Indoor fitness is fun
Jul 31 2014
The ideal way to kick off your workout would be with Stair Stepping. This is a great exercise to do in your home, even if you don’t have a set of stairs available. Find a foot-stool, put it in front of the TV, and step up and down while watching your favourite show. You may not work up a sweat like you would running outdoors, but you will be keeping your body active.
We all have our favourite songs and dancing is a great way to work up a sweat. Put on your favourite music and get moving. If you have children, it is a great way to bond with your children who love it when their parents let their hair down. Not only will you get a workout, you will also get your children moving and sufficiently tired to go to bed early especially on a school night!
Dancing is an excellent way to burn calories and get your heart rate going while having fun. If you are in the privacy of your own home, there is no need to look like a pro or impress anyone.

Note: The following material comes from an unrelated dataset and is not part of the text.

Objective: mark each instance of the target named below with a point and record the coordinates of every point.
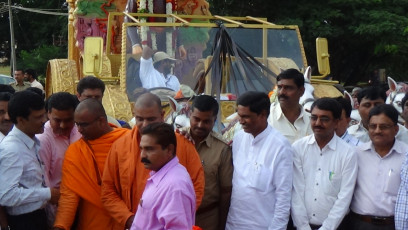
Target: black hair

If you don’t have a lot of time, but you want to build up your core muscles, Plank is the exercise for you. Get into a push-up position, but instead of bending your arms and moving down towards the floor, hold the position with your arms extended. Start off holding the position for 30 seconds, and add an additional 10 seconds every day. See how long you can go for -- it’s definitely not easy! But it is one of my favourite exercises and it’s also one of the best for your core.
Lunges are great for your legs. An interesting way to do lunges is down the hallway or across the room. Instead of stepping back into place, step forward, and continue until you make it all the way down the hallway and back. You should feel the intense burn in your legs with this workout.

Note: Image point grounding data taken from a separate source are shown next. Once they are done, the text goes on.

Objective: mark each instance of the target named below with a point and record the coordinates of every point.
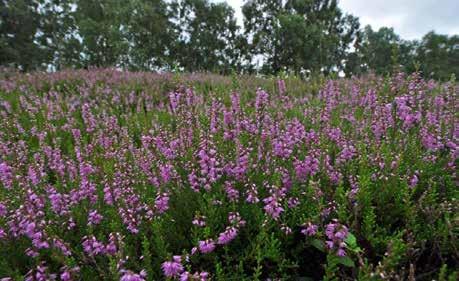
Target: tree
(151, 33)
(378, 49)
(439, 55)
(208, 36)
(21, 31)
(299, 35)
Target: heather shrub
(108, 175)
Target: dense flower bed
(108, 175)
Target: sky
(411, 19)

For an added challenge, either hold weights in your hands to make the lunges more challenging, or in case you don’t have weights, take half litre water bottles and keep adding in more water as you get stronger.
To keep your activity level up, you can also try High Knees or Jumping Jacks. Try to march in place or down a hall, and bring your knees as high as they can go. Maintain this for two to three minutes at a time and do five to six sets. If you are used to a higher intensity, then remember the PT classes in school and try Jumping Jacks. Combine this with interval training; go for Jumping Jacks for 20-30 seconds with a 10-second rest, and do 8-10 sets to really work up a sweat.
All of these ideas are just guidelines; the key here is the willingness to find new spaces to workout irrespective of the weather. Once you prioritise fitness in your life, I am sure you will also come up with enough innovative ideas to keep going.
(The author is a wellness expert and runs a fitness centre in New Delhi)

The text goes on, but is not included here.